Spamassassin's TxRep Reputation and Bayesian filters

August 17, 2025 by Roberto Puzzanghera 16 comments

TxRep was designed as an enhanced replacement of the AutoWhitelist plugin. TxRep, just like AWL, tracks scores of messages previously received, and adjusts the current message score, either by boosting messages from senders who send ham or penalizing senders who have sent spam previously. This not only treats some senders as if they were whitelisted but also treats spammers as if they were blacklisted. Each message from a particular sender adjusts the historical total score which can change them from a spammer if they send non-spam messages. Senders who are considered non-spammers can become treated as spammers if they send messages which appear to be spam. Simpler told TxRep is a score averaging system. It keeps track of the historical average of a sender, and pushes any subsequent mail towards that average.

The Bayesian classifier in Spamassassin tries to identify spam by looking at what are called tokens; words or short character sequences that are commonly found in spam or ham.

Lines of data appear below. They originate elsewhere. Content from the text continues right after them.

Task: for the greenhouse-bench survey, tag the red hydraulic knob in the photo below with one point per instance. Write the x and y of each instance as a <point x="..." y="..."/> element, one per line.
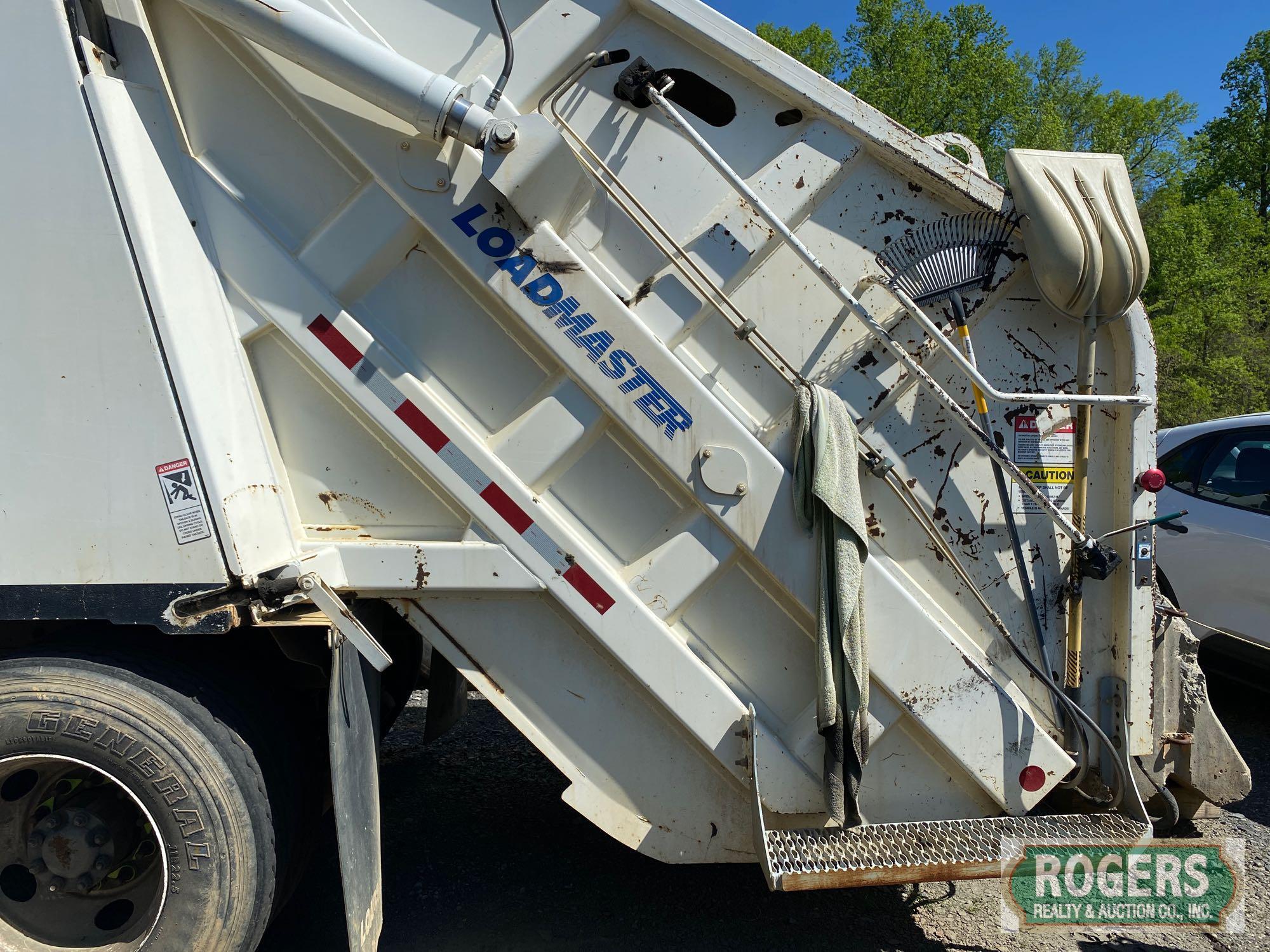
<point x="1153" y="480"/>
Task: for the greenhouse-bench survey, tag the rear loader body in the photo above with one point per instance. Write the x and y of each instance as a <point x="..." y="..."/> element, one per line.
<point x="316" y="360"/>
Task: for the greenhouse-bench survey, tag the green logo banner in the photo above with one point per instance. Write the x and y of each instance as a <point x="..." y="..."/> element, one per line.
<point x="1164" y="883"/>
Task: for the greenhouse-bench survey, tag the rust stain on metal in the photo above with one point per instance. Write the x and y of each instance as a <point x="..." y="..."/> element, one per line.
<point x="641" y="293"/>
<point x="948" y="473"/>
<point x="924" y="444"/>
<point x="331" y="496"/>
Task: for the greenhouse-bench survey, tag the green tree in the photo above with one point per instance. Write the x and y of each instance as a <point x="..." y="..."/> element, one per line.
<point x="957" y="73"/>
<point x="1210" y="300"/>
<point x="813" y="46"/>
<point x="1239" y="142"/>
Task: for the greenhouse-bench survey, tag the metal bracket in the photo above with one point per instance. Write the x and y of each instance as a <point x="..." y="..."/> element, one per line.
<point x="331" y="605"/>
<point x="725" y="472"/>
<point x="420" y="164"/>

If I've handed 100 messages to sa-learn that have the phrase penis enlargement and told it that those are all spam, when the 101st message comes in with the words penis and enlargment, the Bayesian classifier will be pretty sure that the new message is spam and will increase the spam score of that message.

Bayes is essentially a statistical classifier: it looks at the tokens (words, headers, URLs, etc.) and calculates the probability that the message is spam, regardless of the sender, but only the content.

TxRep, on the other hand, tracks the sender's reputation (email address + IP).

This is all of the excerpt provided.